本日発表した「景気定点観測アンケート調査」に、「具体的にマニフェストに記載すべき重要な政策課題」という問いがあったが、結果は(1)税制改革、(2)年金制度改革であった。日本の内需に活力がないことにはいろいろな要因があるが、軸は、将来の生活に対する不透明感、社会保障に対する不安感が圧倒的に大きいだろう。その社会保障制度をどうするのか、年金では基礎年金の全額税方式化という課題があり、(さらに喫緊の問題である)医療についてはいまの保険制度ではどうしようもなくなり、これも税の問題になりかねない。このような重要な課題について、長持ちする制度設計をこう考える、その財源をどうする、(財源が増)税であればいつからか、というような議論をもっと深めることを、国民は期待していると思う。単に、「税制抜本改革で・・・」では分からない。ビジョン、重要政策のウェイト付け、(具体的な政策の)中身など、国民の知りたいことに迫っていただきたい。

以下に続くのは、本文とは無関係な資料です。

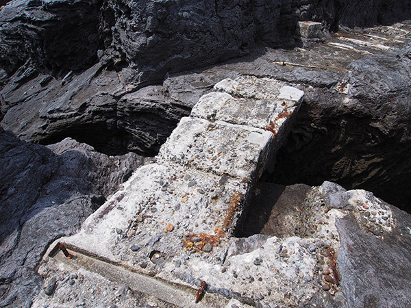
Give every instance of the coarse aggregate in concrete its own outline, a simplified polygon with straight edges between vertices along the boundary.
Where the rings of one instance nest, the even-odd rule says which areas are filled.
[[[180,120],[155,163],[137,169],[77,234],[60,242],[75,255],[170,283],[197,288],[205,281],[208,293],[244,305],[277,300],[285,291],[273,286],[273,273],[298,289],[313,280],[315,258],[300,249],[295,270],[281,263],[294,257],[291,248],[275,254],[295,241],[264,238],[264,246],[238,253],[234,235],[253,184],[285,138],[282,127],[290,125],[303,92],[251,77],[224,79],[214,89]],[[301,274],[294,277],[296,270]],[[310,290],[292,300],[316,290]]]

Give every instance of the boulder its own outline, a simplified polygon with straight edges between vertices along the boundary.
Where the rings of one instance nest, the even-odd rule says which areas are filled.
[[[29,307],[47,245],[77,231],[142,159],[108,157],[71,139],[47,148],[3,129],[0,144],[0,306]]]

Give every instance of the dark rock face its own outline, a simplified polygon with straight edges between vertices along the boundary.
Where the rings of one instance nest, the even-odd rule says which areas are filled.
[[[97,60],[101,1],[14,1],[0,12],[0,63],[8,73],[36,68],[81,70]]]
[[[107,157],[66,139],[49,149],[0,129],[0,306],[29,305],[36,268],[52,241],[73,234],[142,159]]]
[[[327,179],[409,209],[410,48],[352,62],[342,79],[347,95],[307,89],[273,181],[319,185]]]
[[[121,0],[106,1],[105,10],[115,19],[112,46],[138,81],[244,55],[253,42],[249,1]]]

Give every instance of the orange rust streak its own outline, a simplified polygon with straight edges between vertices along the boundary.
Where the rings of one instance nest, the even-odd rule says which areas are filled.
[[[288,111],[288,110],[283,111],[281,114],[279,114],[277,116],[277,118],[275,118],[274,121],[270,121],[269,125],[265,128],[266,131],[271,131],[274,135],[277,135],[277,132],[276,132],[277,125],[275,123],[277,123],[277,121],[278,121],[281,118],[288,118],[288,116],[290,116],[290,114],[291,114],[291,112],[290,112],[289,111]]]
[[[240,205],[240,201],[241,201],[241,197],[242,195],[241,193],[237,192],[234,194],[233,196],[232,196],[229,201],[229,205],[228,209],[225,211],[225,218],[224,219],[224,227],[228,228],[233,219],[236,213],[238,211]]]

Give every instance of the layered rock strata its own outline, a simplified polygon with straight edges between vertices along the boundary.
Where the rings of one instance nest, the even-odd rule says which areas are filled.
[[[30,307],[45,246],[78,231],[142,162],[68,138],[47,148],[0,129],[0,307]]]

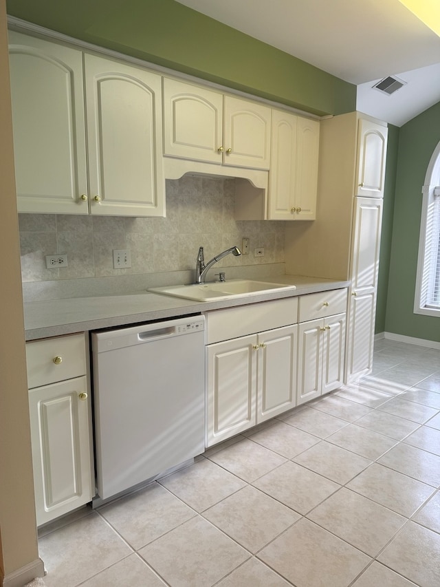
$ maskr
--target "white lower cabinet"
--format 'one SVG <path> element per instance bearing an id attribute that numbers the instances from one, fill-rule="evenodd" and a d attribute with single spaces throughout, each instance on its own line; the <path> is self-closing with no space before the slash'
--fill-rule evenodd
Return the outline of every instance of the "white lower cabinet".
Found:
<path id="1" fill-rule="evenodd" d="M 207 446 L 294 407 L 297 326 L 207 347 Z"/>
<path id="2" fill-rule="evenodd" d="M 94 495 L 85 348 L 84 334 L 26 344 L 38 526 Z"/>
<path id="3" fill-rule="evenodd" d="M 345 324 L 344 313 L 298 325 L 298 405 L 343 384 Z"/>

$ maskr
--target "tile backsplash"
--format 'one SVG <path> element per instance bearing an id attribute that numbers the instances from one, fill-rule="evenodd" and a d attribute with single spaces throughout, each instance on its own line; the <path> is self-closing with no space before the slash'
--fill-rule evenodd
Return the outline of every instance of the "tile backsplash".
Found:
<path id="1" fill-rule="evenodd" d="M 210 259 L 249 238 L 250 254 L 217 267 L 283 263 L 285 223 L 234 218 L 234 180 L 184 176 L 166 180 L 166 217 L 20 214 L 23 283 L 192 270 L 199 247 Z M 264 257 L 254 249 L 264 247 Z M 129 249 L 131 267 L 114 269 L 113 250 Z M 45 256 L 67 255 L 47 269 Z M 214 273 L 214 272 L 212 272 Z"/>

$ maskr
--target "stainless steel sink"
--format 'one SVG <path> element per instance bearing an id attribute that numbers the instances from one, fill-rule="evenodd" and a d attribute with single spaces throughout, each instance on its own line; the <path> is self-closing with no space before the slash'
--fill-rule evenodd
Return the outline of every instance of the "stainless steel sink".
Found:
<path id="1" fill-rule="evenodd" d="M 185 299 L 192 299 L 195 301 L 216 301 L 294 289 L 296 289 L 295 286 L 288 286 L 285 284 L 256 281 L 252 279 L 230 279 L 208 284 L 151 288 L 148 291 L 175 297 L 183 297 Z"/>

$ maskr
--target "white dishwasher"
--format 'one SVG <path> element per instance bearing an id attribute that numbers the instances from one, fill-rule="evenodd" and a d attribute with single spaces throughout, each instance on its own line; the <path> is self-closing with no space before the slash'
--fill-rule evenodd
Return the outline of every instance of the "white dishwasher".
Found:
<path id="1" fill-rule="evenodd" d="M 204 328 L 192 316 L 92 333 L 102 500 L 204 451 Z"/>

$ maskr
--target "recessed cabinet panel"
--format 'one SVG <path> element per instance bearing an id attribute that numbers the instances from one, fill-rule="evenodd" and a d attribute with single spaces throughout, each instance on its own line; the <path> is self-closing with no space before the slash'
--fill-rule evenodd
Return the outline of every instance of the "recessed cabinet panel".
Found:
<path id="1" fill-rule="evenodd" d="M 91 501 L 87 377 L 31 389 L 29 403 L 37 524 Z M 80 394 L 85 394 L 85 399 Z"/>
<path id="2" fill-rule="evenodd" d="M 295 405 L 297 337 L 296 325 L 258 334 L 258 423 Z"/>
<path id="3" fill-rule="evenodd" d="M 360 119 L 355 195 L 384 197 L 388 128 Z"/>
<path id="4" fill-rule="evenodd" d="M 164 215 L 160 76 L 91 55 L 85 63 L 91 213 Z"/>
<path id="5" fill-rule="evenodd" d="M 207 347 L 207 446 L 256 423 L 256 342 L 252 336 Z"/>
<path id="6" fill-rule="evenodd" d="M 221 164 L 223 96 L 164 78 L 164 153 Z"/>
<path id="7" fill-rule="evenodd" d="M 347 382 L 366 374 L 373 367 L 376 292 L 352 296 L 350 301 Z"/>
<path id="8" fill-rule="evenodd" d="M 377 285 L 382 200 L 356 198 L 352 259 L 352 288 L 375 289 Z"/>
<path id="9" fill-rule="evenodd" d="M 19 212 L 87 214 L 80 51 L 9 32 Z"/>

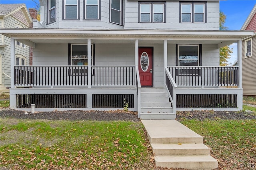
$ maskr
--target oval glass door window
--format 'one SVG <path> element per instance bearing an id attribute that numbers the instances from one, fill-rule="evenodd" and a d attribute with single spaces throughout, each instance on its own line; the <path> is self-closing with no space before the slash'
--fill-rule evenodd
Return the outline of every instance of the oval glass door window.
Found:
<path id="1" fill-rule="evenodd" d="M 142 53 L 140 56 L 140 67 L 143 71 L 146 71 L 148 68 L 148 56 L 145 52 Z"/>

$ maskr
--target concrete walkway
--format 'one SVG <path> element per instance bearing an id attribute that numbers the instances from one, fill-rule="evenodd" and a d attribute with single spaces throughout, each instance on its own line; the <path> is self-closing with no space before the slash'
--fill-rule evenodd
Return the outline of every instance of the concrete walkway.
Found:
<path id="1" fill-rule="evenodd" d="M 142 120 L 157 166 L 210 170 L 218 161 L 203 137 L 175 120 Z"/>

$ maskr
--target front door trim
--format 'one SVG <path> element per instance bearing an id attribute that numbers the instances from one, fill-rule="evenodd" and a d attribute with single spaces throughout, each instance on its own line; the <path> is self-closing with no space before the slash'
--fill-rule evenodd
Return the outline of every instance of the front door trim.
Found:
<path id="1" fill-rule="evenodd" d="M 150 49 L 152 51 L 152 59 L 150 60 L 149 61 L 149 63 L 151 63 L 151 64 L 152 64 L 152 72 L 151 73 L 152 74 L 152 85 L 149 85 L 149 86 L 147 86 L 147 85 L 143 85 L 142 84 L 141 86 L 142 87 L 153 87 L 154 86 L 154 62 L 153 62 L 153 61 L 154 61 L 154 47 L 143 47 L 143 46 L 139 46 L 139 51 L 140 51 L 140 49 Z M 139 65 L 139 67 L 140 68 L 139 69 L 139 70 L 140 70 L 140 68 L 141 69 L 141 68 L 140 68 L 141 66 L 140 65 L 140 57 L 141 56 L 141 55 L 140 55 L 140 54 L 139 54 L 138 55 L 138 60 L 139 60 L 139 62 L 138 62 L 138 64 Z M 148 70 L 149 70 L 149 71 L 150 71 L 150 68 L 149 68 Z"/>

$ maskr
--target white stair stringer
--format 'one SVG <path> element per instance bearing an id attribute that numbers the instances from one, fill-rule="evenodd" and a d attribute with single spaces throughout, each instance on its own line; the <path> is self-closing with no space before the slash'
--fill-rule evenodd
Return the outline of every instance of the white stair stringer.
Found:
<path id="1" fill-rule="evenodd" d="M 176 117 L 164 88 L 142 88 L 140 119 L 174 120 Z"/>

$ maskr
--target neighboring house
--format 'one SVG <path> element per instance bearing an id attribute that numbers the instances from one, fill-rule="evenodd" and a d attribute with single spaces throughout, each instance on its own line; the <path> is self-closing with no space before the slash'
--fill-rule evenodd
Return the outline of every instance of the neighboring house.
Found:
<path id="1" fill-rule="evenodd" d="M 254 34 L 242 43 L 242 88 L 244 95 L 256 96 L 256 5 L 245 21 L 241 30 L 253 30 Z"/>
<path id="2" fill-rule="evenodd" d="M 235 62 L 233 63 L 232 64 L 232 66 L 238 66 L 238 62 L 237 61 L 235 61 Z"/>
<path id="3" fill-rule="evenodd" d="M 220 66 L 219 48 L 240 48 L 253 32 L 220 31 L 218 0 L 40 2 L 34 29 L 1 30 L 12 38 L 11 108 L 128 102 L 141 119 L 170 119 L 176 110 L 242 109 L 242 52 L 238 66 Z M 33 47 L 32 66 L 14 65 L 16 40 Z"/>
<path id="4" fill-rule="evenodd" d="M 1 28 L 28 28 L 32 20 L 24 4 L 0 4 Z M 9 92 L 11 87 L 10 39 L 0 35 L 0 90 Z M 14 64 L 29 64 L 29 47 L 15 41 Z"/>

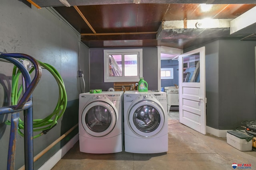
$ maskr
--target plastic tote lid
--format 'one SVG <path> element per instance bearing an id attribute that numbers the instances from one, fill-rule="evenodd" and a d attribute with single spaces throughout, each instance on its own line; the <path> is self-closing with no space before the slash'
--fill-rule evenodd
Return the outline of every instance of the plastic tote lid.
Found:
<path id="1" fill-rule="evenodd" d="M 254 137 L 253 135 L 246 133 L 239 130 L 228 131 L 227 132 L 230 134 L 231 134 L 238 137 L 238 138 L 246 139 L 246 141 L 248 142 L 250 141 Z"/>

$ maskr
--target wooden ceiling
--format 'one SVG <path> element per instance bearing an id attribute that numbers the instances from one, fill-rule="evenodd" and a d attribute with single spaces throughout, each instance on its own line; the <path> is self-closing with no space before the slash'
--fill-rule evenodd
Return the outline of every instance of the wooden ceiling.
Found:
<path id="1" fill-rule="evenodd" d="M 51 1 L 56 2 L 55 5 L 48 4 L 47 3 L 50 1 L 46 1 L 45 6 L 40 6 L 36 1 L 29 2 L 37 5 L 38 8 L 42 6 L 53 7 L 80 33 L 81 41 L 90 48 L 163 45 L 184 49 L 216 38 L 242 38 L 250 33 L 234 37 L 230 35 L 229 27 L 187 28 L 187 21 L 205 18 L 233 19 L 256 6 L 256 4 L 252 4 L 250 0 L 244 1 L 250 2 L 248 4 L 223 4 L 224 1 L 231 1 L 223 0 L 222 4 L 212 3 L 210 9 L 204 11 L 201 4 L 188 2 L 204 1 L 202 0 L 180 1 L 187 3 L 158 3 L 155 1 L 161 1 L 156 0 L 148 1 L 150 3 L 142 3 L 142 0 L 139 1 L 140 4 L 133 3 L 136 0 L 132 3 L 127 3 L 130 1 L 128 0 L 106 1 L 110 4 L 102 4 L 102 1 L 87 0 L 87 3 L 94 2 L 98 4 L 80 6 L 71 3 L 75 1 L 76 4 L 82 4 L 82 2 L 84 3 L 86 1 L 69 0 L 70 7 L 64 6 L 61 3 L 62 6 L 60 6 L 60 1 Z M 116 3 L 117 1 L 122 3 Z M 209 1 L 216 3 L 218 1 L 204 1 L 209 3 L 211 2 Z M 164 30 L 163 23 L 167 21 L 182 21 L 184 23 L 183 27 Z"/>

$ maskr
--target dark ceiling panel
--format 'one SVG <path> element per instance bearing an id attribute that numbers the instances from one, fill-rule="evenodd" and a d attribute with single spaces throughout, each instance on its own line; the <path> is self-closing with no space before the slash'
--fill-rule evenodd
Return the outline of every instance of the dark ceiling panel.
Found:
<path id="1" fill-rule="evenodd" d="M 80 33 L 93 33 L 74 7 L 59 6 L 54 8 Z"/>
<path id="2" fill-rule="evenodd" d="M 157 31 L 168 6 L 166 4 L 138 4 L 137 31 Z"/>
<path id="3" fill-rule="evenodd" d="M 129 4 L 78 7 L 97 33 L 136 31 L 138 4 Z"/>
<path id="4" fill-rule="evenodd" d="M 183 21 L 185 18 L 188 20 L 200 20 L 206 17 L 232 19 L 256 6 L 256 4 L 228 4 L 222 3 L 212 5 L 210 11 L 203 12 L 200 4 L 192 2 L 206 0 L 184 0 L 183 1 L 187 4 L 172 4 L 177 1 L 176 0 L 161 1 L 160 3 L 157 2 L 154 3 L 154 0 L 150 0 L 148 1 L 148 3 L 144 3 L 146 1 L 142 0 L 140 4 L 120 4 L 124 1 L 114 1 L 119 4 L 77 6 L 88 24 L 95 31 L 94 34 L 74 7 L 60 6 L 54 8 L 81 34 L 81 41 L 89 48 L 163 45 L 184 49 L 217 38 L 239 39 L 248 34 L 239 33 L 230 36 L 229 28 L 221 28 L 160 30 L 157 35 L 156 33 L 162 21 Z M 144 3 L 142 2 L 142 1 Z M 82 3 L 89 3 L 91 1 L 68 1 Z M 104 3 L 111 1 L 107 0 Z M 163 3 L 167 1 L 171 3 Z M 210 1 L 213 2 L 208 2 Z M 214 0 L 213 3 L 216 1 L 218 0 Z M 235 3 L 237 1 L 232 2 Z M 94 2 L 100 3 L 100 1 Z M 254 30 L 253 33 L 256 31 Z"/>

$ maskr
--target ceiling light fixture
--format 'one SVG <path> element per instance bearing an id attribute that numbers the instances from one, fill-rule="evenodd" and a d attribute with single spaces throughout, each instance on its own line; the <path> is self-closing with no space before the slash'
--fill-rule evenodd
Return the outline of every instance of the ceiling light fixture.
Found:
<path id="1" fill-rule="evenodd" d="M 62 4 L 65 5 L 66 6 L 68 7 L 70 7 L 71 6 L 70 4 L 66 0 L 59 0 L 60 2 L 62 3 Z"/>

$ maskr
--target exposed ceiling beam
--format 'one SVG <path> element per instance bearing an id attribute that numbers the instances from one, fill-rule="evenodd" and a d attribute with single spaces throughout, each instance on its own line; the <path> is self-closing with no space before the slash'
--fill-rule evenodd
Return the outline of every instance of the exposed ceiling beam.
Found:
<path id="1" fill-rule="evenodd" d="M 42 7 L 64 6 L 59 0 L 27 0 L 33 5 Z M 71 6 L 132 4 L 255 4 L 255 0 L 68 0 Z M 37 7 L 37 8 L 38 8 Z"/>
<path id="2" fill-rule="evenodd" d="M 241 32 L 256 33 L 256 7 L 230 21 L 230 34 Z"/>
<path id="3" fill-rule="evenodd" d="M 88 25 L 88 26 L 90 27 L 90 28 L 91 29 L 91 30 L 92 30 L 92 32 L 96 34 L 96 31 L 95 31 L 95 30 L 94 30 L 94 29 L 93 29 L 93 28 L 92 27 L 92 25 L 91 25 L 91 24 L 89 23 L 89 21 L 87 20 L 86 19 L 86 18 L 85 18 L 85 17 L 84 16 L 84 14 L 83 14 L 83 13 L 81 12 L 81 11 L 80 10 L 79 10 L 79 9 L 78 9 L 78 7 L 76 6 L 74 6 L 74 8 L 76 9 L 76 11 L 77 12 L 78 12 L 78 13 L 79 14 L 79 15 L 80 15 L 80 16 L 81 16 L 81 17 L 82 17 L 82 18 L 83 19 L 83 20 L 84 20 L 84 21 L 86 23 L 86 24 L 87 24 L 87 25 Z"/>
<path id="4" fill-rule="evenodd" d="M 230 27 L 232 19 L 190 20 L 166 21 L 162 22 L 162 29 L 184 28 L 214 28 Z"/>
<path id="5" fill-rule="evenodd" d="M 81 41 L 135 40 L 156 39 L 156 32 L 81 34 Z"/>

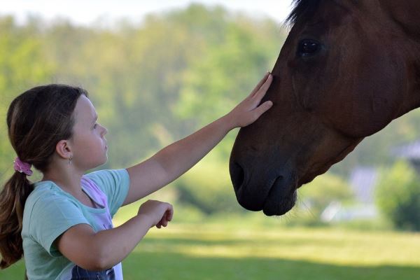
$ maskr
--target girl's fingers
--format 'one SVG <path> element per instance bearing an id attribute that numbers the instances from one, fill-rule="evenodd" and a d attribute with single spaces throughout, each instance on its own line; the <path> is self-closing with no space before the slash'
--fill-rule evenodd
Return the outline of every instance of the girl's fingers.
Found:
<path id="1" fill-rule="evenodd" d="M 258 107 L 257 107 L 255 110 L 253 110 L 253 112 L 255 113 L 256 113 L 257 118 L 260 118 L 260 116 L 261 115 L 262 115 L 264 113 L 265 113 L 272 106 L 273 106 L 272 102 L 271 102 L 270 100 L 266 101 L 265 102 L 264 102 L 261 105 L 260 105 Z"/>
<path id="2" fill-rule="evenodd" d="M 267 80 L 265 80 L 265 82 L 262 84 L 262 85 L 261 85 L 260 90 L 255 92 L 254 96 L 257 98 L 258 102 L 262 99 L 262 97 L 264 97 L 264 95 L 265 95 L 265 93 L 267 93 L 267 91 L 270 88 L 272 81 L 273 76 L 270 74 Z"/>
<path id="3" fill-rule="evenodd" d="M 262 79 L 261 79 L 261 80 L 260 80 L 260 83 L 258 83 L 258 84 L 255 86 L 255 88 L 253 90 L 253 91 L 251 92 L 251 94 L 249 94 L 250 97 L 252 97 L 258 91 L 258 90 L 260 90 L 260 88 L 264 84 L 264 83 L 265 83 L 265 81 L 267 80 L 267 79 L 268 78 L 270 75 L 270 72 L 267 72 L 265 74 L 265 75 L 264 75 L 264 77 L 262 78 Z"/>

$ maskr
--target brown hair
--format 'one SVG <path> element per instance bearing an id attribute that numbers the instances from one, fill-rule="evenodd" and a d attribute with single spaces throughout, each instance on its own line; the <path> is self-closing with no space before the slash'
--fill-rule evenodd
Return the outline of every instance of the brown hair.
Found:
<path id="1" fill-rule="evenodd" d="M 31 88 L 12 102 L 7 113 L 8 136 L 21 161 L 33 164 L 41 172 L 48 170 L 57 143 L 71 137 L 73 112 L 82 94 L 88 96 L 80 88 L 47 85 Z M 27 175 L 16 172 L 0 192 L 1 269 L 23 255 L 23 209 L 33 189 Z"/>

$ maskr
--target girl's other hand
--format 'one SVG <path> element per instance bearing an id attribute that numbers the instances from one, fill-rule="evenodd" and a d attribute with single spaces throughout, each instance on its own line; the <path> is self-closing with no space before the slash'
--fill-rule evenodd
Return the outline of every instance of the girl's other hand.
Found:
<path id="1" fill-rule="evenodd" d="M 143 215 L 150 220 L 150 227 L 156 226 L 160 228 L 166 227 L 172 220 L 174 207 L 167 202 L 157 200 L 148 200 L 139 208 L 138 216 Z"/>
<path id="2" fill-rule="evenodd" d="M 272 107 L 273 103 L 271 101 L 258 104 L 272 80 L 272 75 L 267 73 L 251 94 L 226 115 L 232 122 L 233 128 L 251 125 Z"/>

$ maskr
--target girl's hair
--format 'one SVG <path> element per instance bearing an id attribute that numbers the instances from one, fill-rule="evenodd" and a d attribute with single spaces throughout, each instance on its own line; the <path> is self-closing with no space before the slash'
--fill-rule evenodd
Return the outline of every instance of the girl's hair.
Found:
<path id="1" fill-rule="evenodd" d="M 88 97 L 80 88 L 47 85 L 31 88 L 12 102 L 7 113 L 8 136 L 20 160 L 43 173 L 48 170 L 57 144 L 72 136 L 73 112 L 82 94 Z M 33 189 L 27 175 L 15 172 L 0 192 L 1 269 L 23 255 L 23 209 Z"/>

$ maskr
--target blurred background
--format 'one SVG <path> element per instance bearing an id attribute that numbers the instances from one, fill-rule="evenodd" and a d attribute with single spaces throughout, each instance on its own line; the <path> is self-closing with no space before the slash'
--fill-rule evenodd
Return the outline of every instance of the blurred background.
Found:
<path id="1" fill-rule="evenodd" d="M 15 155 L 6 114 L 35 85 L 86 89 L 125 168 L 227 113 L 272 69 L 291 1 L 14 1 L 0 7 L 0 181 Z M 420 279 L 420 111 L 365 139 L 281 217 L 237 202 L 237 130 L 147 199 L 174 204 L 124 260 L 126 279 Z M 34 180 L 41 176 L 36 174 Z M 115 225 L 142 202 L 122 207 Z M 0 279 L 23 279 L 23 262 Z"/>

ただし、自民党総裁選は、告示から投開票まで12日間しかないので、技術的に非常に難しい。国民に、総裁選で議論してほしい重点政策を募り、2-3テーマを絞って集中して議論を展開するなど、工夫の仕方はいろいろあったと思う。このまま総裁が決まったとして、総選挙で、自民党として責任を持って(重要政策を)政権公約(マニフェスト)にブレイク・ダウンできるのかについては、一抹の不安を覚える。